At some point in the next few weeks we will be building/using a customized ED web page to conduct an experimental annotation jamboree on the biomoby web services.  We will be both measuring the differences in collected data between normal social tagging and semantic social tagging and providing a new layer of annotation for the biomoby framework.

The soon-to-be-created biomoby service annotation web page is an example of one application of the ED code (now available on Google code).   We hope that others will find many more uses for it over time.  When its ready, the little web page that could will

  1. Request a JSON representation of the RDF describing a biomoby web service from a new SPARQL endpoint containing the BioMoby service graph.  See here for an RDF/XML rendition of such a service description.
  2. Display the available information about the service in a reasonably intuitive and beautiful fashion.
  3. Allow the user to tag the service with either semantic tags (e.g. from the service ontology or elsewhere) or free text tags.
  4. Send the tagging information to the ED RDF repository.
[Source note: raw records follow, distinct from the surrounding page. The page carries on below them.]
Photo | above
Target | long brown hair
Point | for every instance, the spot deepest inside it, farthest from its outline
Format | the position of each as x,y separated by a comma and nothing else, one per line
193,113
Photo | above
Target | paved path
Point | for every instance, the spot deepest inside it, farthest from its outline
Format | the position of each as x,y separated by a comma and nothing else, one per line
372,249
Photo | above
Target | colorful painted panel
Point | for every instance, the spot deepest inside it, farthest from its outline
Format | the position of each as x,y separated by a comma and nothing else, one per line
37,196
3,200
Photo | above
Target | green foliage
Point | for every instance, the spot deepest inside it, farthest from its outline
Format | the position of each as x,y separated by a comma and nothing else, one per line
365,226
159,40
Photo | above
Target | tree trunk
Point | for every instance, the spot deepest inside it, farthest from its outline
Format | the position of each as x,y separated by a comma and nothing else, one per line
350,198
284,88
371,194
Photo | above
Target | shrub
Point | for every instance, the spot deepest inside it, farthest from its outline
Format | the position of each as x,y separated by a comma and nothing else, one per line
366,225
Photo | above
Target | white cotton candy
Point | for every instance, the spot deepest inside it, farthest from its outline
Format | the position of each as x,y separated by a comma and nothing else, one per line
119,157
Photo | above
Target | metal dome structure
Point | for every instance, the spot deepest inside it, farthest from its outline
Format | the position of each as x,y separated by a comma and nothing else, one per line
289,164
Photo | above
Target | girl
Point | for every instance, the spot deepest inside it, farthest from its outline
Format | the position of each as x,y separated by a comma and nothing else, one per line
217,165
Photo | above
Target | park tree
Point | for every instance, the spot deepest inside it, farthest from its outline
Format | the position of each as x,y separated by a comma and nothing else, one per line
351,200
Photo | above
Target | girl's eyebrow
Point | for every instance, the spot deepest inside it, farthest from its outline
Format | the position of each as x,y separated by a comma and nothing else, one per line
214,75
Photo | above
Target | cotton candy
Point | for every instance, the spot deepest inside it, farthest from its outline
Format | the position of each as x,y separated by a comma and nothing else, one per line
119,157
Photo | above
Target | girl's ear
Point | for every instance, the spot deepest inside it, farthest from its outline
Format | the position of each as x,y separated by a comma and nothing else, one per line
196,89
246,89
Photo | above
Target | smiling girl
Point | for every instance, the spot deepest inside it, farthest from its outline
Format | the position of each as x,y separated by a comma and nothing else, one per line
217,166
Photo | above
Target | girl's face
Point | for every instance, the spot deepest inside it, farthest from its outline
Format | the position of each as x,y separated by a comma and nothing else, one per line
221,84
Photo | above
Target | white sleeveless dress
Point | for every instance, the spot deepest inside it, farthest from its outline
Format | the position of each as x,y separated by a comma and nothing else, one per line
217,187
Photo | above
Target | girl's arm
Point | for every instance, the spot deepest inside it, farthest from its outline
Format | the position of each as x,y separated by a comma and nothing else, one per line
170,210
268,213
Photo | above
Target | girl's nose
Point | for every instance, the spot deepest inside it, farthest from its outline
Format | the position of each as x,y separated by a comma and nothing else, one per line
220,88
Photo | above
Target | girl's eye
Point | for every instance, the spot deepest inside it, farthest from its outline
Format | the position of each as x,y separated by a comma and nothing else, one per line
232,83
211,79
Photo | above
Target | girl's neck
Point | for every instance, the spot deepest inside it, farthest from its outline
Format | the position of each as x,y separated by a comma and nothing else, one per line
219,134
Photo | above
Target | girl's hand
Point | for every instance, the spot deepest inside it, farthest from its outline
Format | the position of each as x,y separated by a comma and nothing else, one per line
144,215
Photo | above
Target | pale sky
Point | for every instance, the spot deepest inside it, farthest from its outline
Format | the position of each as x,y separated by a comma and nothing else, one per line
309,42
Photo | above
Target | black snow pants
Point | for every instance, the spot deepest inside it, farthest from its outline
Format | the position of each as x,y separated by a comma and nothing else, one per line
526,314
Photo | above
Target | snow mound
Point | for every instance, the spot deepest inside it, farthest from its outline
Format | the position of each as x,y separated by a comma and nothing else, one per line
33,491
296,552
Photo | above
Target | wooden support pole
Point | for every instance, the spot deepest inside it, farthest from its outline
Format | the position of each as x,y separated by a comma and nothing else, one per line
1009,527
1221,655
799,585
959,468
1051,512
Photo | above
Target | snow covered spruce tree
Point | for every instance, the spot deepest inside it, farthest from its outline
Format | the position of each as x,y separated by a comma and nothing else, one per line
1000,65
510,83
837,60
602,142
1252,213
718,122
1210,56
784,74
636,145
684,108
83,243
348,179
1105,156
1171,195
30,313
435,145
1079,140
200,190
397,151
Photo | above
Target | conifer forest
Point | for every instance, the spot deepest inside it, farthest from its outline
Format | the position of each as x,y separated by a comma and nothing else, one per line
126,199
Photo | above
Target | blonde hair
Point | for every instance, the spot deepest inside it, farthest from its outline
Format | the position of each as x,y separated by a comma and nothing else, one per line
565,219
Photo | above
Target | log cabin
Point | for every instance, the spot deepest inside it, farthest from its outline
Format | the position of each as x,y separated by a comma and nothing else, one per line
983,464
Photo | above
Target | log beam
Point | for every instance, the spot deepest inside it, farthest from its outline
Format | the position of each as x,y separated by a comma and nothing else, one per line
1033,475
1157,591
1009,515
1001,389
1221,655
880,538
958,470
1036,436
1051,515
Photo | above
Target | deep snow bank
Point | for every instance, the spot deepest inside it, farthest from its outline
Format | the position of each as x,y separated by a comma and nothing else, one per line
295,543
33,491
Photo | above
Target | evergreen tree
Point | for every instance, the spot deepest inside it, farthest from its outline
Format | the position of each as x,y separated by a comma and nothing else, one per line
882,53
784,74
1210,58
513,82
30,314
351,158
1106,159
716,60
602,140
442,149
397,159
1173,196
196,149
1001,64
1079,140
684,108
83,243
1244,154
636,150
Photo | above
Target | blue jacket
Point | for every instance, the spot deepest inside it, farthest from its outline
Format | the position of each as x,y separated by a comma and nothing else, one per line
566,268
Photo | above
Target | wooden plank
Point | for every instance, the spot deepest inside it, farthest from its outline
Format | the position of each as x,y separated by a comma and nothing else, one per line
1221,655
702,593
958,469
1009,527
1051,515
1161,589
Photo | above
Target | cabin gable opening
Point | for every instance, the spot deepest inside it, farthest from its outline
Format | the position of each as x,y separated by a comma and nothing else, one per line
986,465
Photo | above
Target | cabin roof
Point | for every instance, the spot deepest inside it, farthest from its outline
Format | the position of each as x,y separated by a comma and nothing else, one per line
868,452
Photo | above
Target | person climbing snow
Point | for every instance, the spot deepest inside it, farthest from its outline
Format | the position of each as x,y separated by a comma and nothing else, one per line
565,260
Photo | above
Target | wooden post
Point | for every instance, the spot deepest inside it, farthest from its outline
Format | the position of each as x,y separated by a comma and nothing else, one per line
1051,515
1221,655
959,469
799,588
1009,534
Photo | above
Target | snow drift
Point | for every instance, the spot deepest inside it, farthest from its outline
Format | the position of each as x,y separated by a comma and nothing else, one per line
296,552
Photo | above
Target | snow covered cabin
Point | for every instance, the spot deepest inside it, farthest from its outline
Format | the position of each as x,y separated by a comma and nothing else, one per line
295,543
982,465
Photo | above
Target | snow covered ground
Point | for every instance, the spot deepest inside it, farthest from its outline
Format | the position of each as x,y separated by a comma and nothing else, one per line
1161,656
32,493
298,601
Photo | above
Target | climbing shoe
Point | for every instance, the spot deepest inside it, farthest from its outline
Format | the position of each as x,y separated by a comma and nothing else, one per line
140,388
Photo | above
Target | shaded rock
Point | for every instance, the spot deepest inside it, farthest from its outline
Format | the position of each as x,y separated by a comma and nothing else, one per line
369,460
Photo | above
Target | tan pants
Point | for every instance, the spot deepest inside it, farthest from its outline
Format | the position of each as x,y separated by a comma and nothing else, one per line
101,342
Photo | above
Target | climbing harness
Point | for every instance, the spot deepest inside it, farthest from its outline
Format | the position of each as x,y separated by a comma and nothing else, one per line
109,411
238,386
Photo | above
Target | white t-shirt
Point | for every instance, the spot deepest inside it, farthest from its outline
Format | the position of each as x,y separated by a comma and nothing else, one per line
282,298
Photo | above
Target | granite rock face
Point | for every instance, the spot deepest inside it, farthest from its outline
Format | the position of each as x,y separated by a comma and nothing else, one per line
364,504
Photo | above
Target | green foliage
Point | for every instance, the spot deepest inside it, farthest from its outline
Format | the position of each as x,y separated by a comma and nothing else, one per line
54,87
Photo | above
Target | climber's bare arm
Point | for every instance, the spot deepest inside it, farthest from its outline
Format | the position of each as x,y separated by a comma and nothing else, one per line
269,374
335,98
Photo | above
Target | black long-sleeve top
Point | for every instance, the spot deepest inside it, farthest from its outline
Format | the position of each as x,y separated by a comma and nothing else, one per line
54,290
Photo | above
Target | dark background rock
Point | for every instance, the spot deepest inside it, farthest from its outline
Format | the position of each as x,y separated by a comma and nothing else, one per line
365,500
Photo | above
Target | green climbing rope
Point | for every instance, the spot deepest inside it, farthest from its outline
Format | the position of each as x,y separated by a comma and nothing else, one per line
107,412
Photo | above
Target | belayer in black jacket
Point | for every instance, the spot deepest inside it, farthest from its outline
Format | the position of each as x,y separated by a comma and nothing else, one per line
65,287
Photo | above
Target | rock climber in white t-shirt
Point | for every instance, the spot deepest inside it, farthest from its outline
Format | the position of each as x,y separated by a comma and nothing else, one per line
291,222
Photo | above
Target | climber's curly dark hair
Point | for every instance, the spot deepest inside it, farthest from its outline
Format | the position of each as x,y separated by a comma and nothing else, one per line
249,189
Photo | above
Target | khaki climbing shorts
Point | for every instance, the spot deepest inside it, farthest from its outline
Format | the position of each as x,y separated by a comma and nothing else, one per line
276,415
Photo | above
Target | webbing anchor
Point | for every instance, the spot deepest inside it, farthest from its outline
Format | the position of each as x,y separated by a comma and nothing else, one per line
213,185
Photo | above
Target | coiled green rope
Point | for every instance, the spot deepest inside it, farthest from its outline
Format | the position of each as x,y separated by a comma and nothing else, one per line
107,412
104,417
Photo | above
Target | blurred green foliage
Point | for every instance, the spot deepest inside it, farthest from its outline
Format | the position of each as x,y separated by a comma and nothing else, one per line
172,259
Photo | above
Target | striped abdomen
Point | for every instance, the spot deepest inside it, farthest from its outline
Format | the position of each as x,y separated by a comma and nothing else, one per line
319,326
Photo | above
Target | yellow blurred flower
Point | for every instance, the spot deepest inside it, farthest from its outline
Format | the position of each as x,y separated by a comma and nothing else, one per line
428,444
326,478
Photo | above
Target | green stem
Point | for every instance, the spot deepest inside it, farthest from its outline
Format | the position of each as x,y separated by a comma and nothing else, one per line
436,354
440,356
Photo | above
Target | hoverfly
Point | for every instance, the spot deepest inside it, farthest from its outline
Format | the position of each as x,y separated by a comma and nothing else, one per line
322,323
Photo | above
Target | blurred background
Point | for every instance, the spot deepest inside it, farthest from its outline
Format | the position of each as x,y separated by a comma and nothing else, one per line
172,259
The question of what exactly to collect and why is still a little vague however.  Why and how would tags, semantic or otherwise, be useful in the biomoby system?

Moby2.0 developer Luke McCarthy requested that the service tags focus on defining what might be reasonable semantic relationships (predicates) between the input and the output of the service.  An example might be for a a basic blast service, service input a) 'is homologous to' service output b).  

Any other suggestions regarding service semantics of interest warmly requested and appreciated.